Flamboyant Israeli defense attorney Yoram Sheftel, who appears at length in both archival footage and footage shot by the filmmakers, plays a central role in this film, which was a wise casting choice. Sheftel's steadfast denial of Demjanjuk's guilt provides a counterpoint to the exhaustive, often technical, slew of incriminating evidence the viewer's asked to process. This was a trial where testimony over the authenticity of the ink and paper on countless documents could drag on for hours.

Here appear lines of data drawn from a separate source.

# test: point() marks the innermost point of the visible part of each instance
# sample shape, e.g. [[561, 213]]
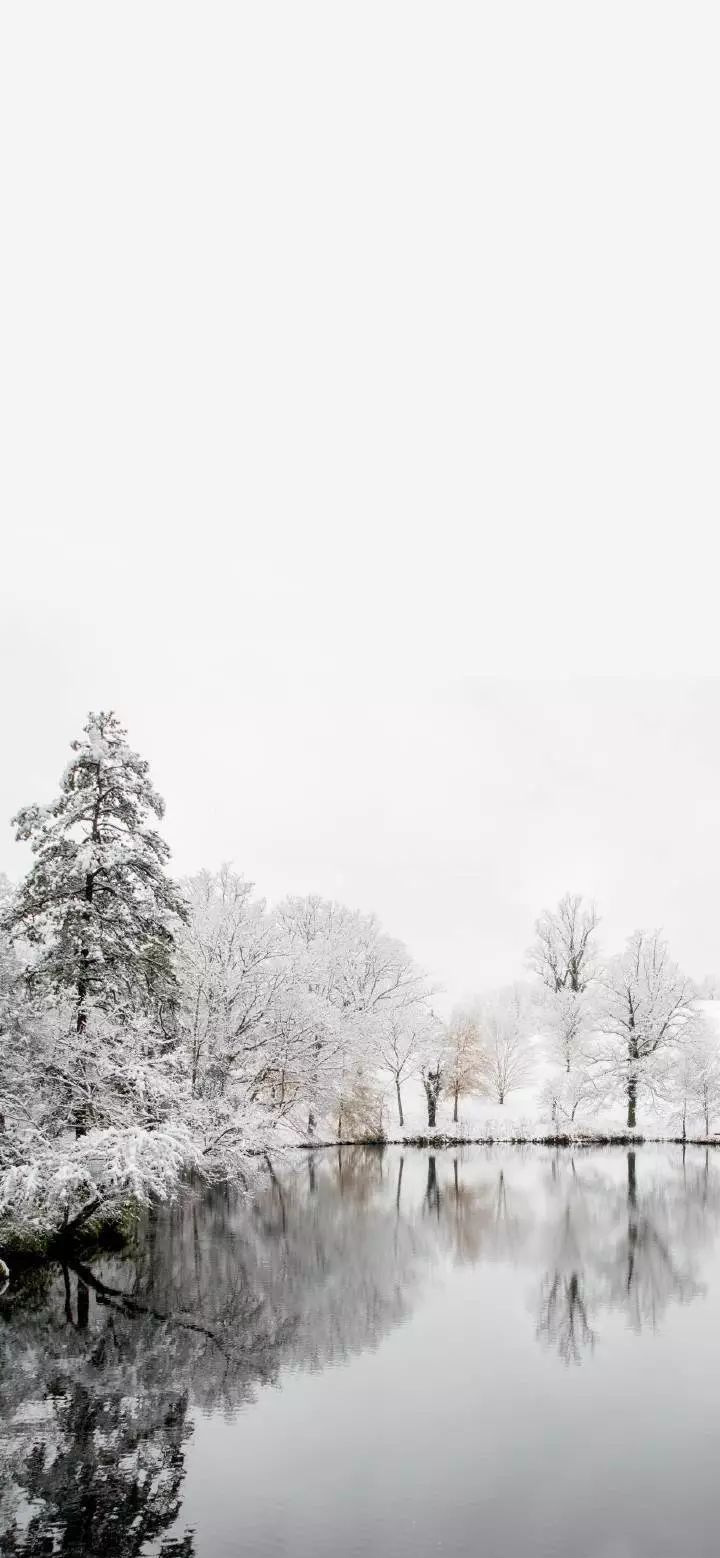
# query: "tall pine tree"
[[97, 902]]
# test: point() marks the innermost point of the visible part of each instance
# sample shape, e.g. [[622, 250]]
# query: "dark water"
[[494, 1353]]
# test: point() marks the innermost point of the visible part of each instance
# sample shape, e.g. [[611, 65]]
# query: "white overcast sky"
[[359, 376]]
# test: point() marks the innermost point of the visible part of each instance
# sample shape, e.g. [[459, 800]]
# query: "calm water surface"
[[491, 1353]]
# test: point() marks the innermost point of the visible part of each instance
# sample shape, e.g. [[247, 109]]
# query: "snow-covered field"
[[525, 1116]]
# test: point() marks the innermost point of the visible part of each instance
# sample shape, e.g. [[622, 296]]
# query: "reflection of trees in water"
[[92, 1446], [102, 1367], [624, 1245]]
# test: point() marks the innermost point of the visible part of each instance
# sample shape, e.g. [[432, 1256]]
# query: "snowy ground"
[[524, 1116]]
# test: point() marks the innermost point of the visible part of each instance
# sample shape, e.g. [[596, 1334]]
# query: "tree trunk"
[[631, 1220], [432, 1192], [631, 1102]]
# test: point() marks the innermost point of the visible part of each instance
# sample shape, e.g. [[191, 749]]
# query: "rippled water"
[[491, 1353]]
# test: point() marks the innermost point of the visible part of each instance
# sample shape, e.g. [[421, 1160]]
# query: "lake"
[[491, 1351]]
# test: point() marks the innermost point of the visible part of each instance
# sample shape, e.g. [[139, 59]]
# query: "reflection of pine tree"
[[103, 1468], [563, 1318]]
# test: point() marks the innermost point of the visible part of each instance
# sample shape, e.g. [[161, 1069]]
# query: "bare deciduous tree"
[[466, 1066], [504, 1027], [564, 948], [647, 1010], [399, 1049]]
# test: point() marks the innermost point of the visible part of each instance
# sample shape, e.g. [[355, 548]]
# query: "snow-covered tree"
[[504, 1027], [694, 1078], [360, 977], [97, 905], [645, 1015], [466, 1063], [231, 971], [564, 949]]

Sheftel's contrarian conviction (he uses a Yiddish expression for "troublemaker" to describe himself) that Demjanjuk was wrongly accused was in direct and inflammatory opposition to the zeitgeist in Israel at the time. Emotions were at a fever pitch in a nation not entirely convinced that anyone who'd eagerly defend this brute wasn't guilty of a crime himself. It was the biggest Nazi-related trial since Adolf Eichmann was convicted in 1962, and it was looking likely to be the last of those trials.

Perhaps many Israelis saw that Sheftel wasn't merely acting out of a sense of professional duty in representing a pariah, but was actually enjoying himself. That made him into a national pariah, a risk that he was comfortable with, at least until an enraged fellow citizen threw acid in his face. The filmmakers say a lot with a shot of Sheftel slipping purple velvet shoes over his multi-colored polka dot socks.

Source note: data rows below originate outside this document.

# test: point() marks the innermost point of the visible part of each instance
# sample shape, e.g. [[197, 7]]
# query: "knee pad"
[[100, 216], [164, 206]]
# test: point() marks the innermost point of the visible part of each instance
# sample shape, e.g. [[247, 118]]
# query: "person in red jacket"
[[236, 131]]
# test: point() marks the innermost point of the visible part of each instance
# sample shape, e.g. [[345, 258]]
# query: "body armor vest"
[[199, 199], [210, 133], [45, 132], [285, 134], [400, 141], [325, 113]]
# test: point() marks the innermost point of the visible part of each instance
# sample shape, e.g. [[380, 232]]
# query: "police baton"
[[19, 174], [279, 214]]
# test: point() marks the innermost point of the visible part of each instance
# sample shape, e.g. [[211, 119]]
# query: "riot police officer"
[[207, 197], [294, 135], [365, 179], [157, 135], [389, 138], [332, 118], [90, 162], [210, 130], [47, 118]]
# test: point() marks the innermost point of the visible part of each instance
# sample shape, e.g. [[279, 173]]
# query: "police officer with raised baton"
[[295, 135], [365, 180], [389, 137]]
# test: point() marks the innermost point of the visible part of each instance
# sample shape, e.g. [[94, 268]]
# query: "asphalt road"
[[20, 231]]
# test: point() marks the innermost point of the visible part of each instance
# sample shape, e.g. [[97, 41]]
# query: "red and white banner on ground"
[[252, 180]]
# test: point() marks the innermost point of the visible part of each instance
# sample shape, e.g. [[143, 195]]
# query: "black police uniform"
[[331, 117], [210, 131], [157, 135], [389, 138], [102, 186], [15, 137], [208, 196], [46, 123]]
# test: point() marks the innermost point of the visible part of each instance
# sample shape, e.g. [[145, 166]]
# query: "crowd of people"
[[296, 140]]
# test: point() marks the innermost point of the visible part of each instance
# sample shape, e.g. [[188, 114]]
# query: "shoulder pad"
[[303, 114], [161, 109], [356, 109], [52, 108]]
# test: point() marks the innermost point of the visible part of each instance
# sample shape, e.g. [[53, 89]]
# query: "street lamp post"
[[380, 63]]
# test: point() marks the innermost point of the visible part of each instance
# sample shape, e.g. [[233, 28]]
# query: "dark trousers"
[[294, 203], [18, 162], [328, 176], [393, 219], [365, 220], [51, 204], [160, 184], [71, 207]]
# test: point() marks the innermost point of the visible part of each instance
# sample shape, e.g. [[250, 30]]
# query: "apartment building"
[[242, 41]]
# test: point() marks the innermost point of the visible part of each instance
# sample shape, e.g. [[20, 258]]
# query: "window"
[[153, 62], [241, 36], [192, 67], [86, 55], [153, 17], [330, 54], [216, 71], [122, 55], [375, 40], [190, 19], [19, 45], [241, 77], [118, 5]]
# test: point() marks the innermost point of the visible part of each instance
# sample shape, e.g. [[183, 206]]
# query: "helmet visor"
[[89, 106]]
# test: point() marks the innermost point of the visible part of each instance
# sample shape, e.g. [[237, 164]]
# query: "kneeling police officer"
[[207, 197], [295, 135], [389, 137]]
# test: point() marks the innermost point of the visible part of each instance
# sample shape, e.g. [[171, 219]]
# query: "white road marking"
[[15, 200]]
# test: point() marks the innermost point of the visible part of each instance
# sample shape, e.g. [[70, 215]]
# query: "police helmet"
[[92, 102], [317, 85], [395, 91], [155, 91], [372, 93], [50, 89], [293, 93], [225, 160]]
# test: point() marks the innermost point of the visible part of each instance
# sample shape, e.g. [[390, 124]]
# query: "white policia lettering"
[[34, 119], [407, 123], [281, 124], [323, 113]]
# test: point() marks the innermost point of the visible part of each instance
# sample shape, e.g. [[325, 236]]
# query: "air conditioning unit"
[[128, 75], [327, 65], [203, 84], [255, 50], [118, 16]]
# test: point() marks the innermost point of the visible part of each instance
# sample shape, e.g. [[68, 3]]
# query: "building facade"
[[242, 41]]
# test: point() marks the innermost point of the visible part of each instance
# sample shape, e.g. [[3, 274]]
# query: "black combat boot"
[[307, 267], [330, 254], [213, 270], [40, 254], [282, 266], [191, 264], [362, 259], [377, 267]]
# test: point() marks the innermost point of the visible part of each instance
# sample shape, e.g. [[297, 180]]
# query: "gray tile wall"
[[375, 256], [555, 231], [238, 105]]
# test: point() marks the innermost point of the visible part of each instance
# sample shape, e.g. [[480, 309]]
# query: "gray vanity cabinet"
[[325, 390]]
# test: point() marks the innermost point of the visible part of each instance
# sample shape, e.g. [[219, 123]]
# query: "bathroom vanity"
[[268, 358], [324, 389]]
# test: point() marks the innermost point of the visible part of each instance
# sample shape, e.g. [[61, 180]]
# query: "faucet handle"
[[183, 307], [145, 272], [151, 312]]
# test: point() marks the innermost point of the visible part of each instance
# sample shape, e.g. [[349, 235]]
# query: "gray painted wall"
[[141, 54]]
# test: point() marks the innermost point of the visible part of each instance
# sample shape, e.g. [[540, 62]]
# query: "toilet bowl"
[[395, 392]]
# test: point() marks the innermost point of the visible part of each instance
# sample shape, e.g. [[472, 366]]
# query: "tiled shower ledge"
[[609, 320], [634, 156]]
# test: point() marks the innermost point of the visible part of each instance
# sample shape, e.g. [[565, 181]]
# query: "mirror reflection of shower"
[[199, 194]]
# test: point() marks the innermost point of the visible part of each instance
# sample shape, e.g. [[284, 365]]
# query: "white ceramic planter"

Giving away the major details about what happened to Demjanjuk in Israel, and elsewhere, would rob the viewer unfamiliar with his story of some satisfying twists-and-turns storytelling. If you remember it (it was all over the news), you may wish the filmmakers had done, as some of their contemporary documentary directors have, their own independent investigation that might’ve provided some bombshells for extra punch.

Although the lack of new revelations may disappoint, the series presents an engaging cast of characters and a riveting story line that benefits from extensive archival footage of the televised trial. The Devil Next Door explores a number of important themes with skill, including Hannah Arendt's thoughts on "the banality of evil." Another, which may get buried under the weight of the underlying drama, is how loyal families can be to one of their own who's been accused of even the most despicable crimes. Demjanjuk was blessed in that regard. His wife, children, and especially son-in-law fought like badgers for him. In the end, that’s all he was left with.